A grand jury returned a single-count indictment against Stillwell, charging that she and co-defendant Waugh, while aiding and abetting one another, knowingly and intentionally possessed with the intent to distribute 50 grams or more of methamphetamine, in violation of 18 U.S.C. § 2 and 21 U.S.C. § 841(a)(1). Stillwell, without entering into a formal plea agreement, pleaded guilty.

The United States Probation Office prepared a presentence investigation report (“PSI”) establishing Stillwell’s total adjusted offense level as 27 and her criminal history category as I under the Sentencing Guidelines, resulting in a Guidelines range of 70 to 87 months imprisonment. Because of Stillwell’s cooperation with prosecutors, the Government moved for a downward departure pursuant to U.S.S.G. § 5K1.1 and 18 U.S.C. § 3553(e). The Government noted that if the departure were granted, Stillwell’s Guidelines range would be 51 to 63 months.

During the sentencing hearing, the district court granted the downward departure and asked both Stillwell’s counsel and the Probation Office to explain whether and why a sentence of 51 months would be too long. Stillwell’s counsel asked the district court to “impose a sentence that’s *877 lengthy enough to put [Stillwell] in the residential drug treatment program.” She stated that it was her belief that “to qualify for the residential drug treatment program, it requires a sentence of 24 months.” After the probation officer opined that 51 months was “a fair sentence,” the court again asked Stillwell to explain why she should not “have to pay some penalty” for the “tremendous damage” she had caused to the lives of others. In response, Still-well’s counsel reiterated her contention that a sentence of “two years would give her residential drug treatment.” The court took a five-minute recess to consider the arguments.

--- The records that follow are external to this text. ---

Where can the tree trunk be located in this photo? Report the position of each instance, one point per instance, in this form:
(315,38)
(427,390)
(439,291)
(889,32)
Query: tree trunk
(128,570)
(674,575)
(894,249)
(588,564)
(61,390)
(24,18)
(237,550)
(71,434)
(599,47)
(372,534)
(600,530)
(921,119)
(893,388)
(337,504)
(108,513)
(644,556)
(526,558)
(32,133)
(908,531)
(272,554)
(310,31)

After the recess, both the probation officer, and later, Stillwell’s counsel, informed the court that the Bureau of Prisons (“BOP”) could reduce Stillwell’s sentence by up to one year if she successfully completed its 500-hour residential drug treatment program. In response, the Government called Alabama Bureau of Investigation Agent Joe Herman to testify about Stillwell’s extensive involvement in the trafficking of methamphetamine between Montgomery and Atlanta. After Agent Herman’s testimony, Stillwell made a statement apologizing for her conduct. Stating that it had considered the “factors under § 3553,” the court announced a sentence of 51 months imprisonment. The court specifically recommended that Stillwell be incarcerated in a facility where intensive residential drug treatment was available, and the court noted that because Stillwell was likely to complete such a program, she would “end up serving somewhere around 36 to 39 months, and I think that’s a fair sentence.” Stillwell objected that the sentence was unreasonable because it was greater than necessary to achieve the purposes of § 3553(a). This appeal followed.

II. DISCUSSION

Under United, States v. Booker, 543 U.S. 220, 125 S.Ct. 738, 160 L.Ed.2d 621 (2005), we review a defendant’s ultimate sentence for reasonableness. United States v. Marcus Williams, 435 F.3d 1350, 1353 (11th Cir.2006). We first determine whether the district court correctly interpreted and applied the Guidelines, and whether the court calculated correctly the sentencing range prescribed therein. United States v. Talley, 431 F.3d 784, 786 (11th Cir. 2005) . We then determine whether the sentence is reasonable in light of the factors set forth in 18 U.S.C. § 3553(a). United States v. McVay, 447 F.3d 1348, 1353 (11th Cir.2006). This court’s “[Review for reasonableness is deferential,” and “the party who challenges the sentence bears the burden of establishing that the sentence is unreasonable in the light of both [the] record and the factors in section 3553(a).” Talley, 431 F.3d at 788. These factors include, inter alia, the history and characteristics of the defendant, the seriousness of the offense, the need to protect the public from further crimes of the defendant, and the Guidelines range. 18 U.S.C. § 3553(a).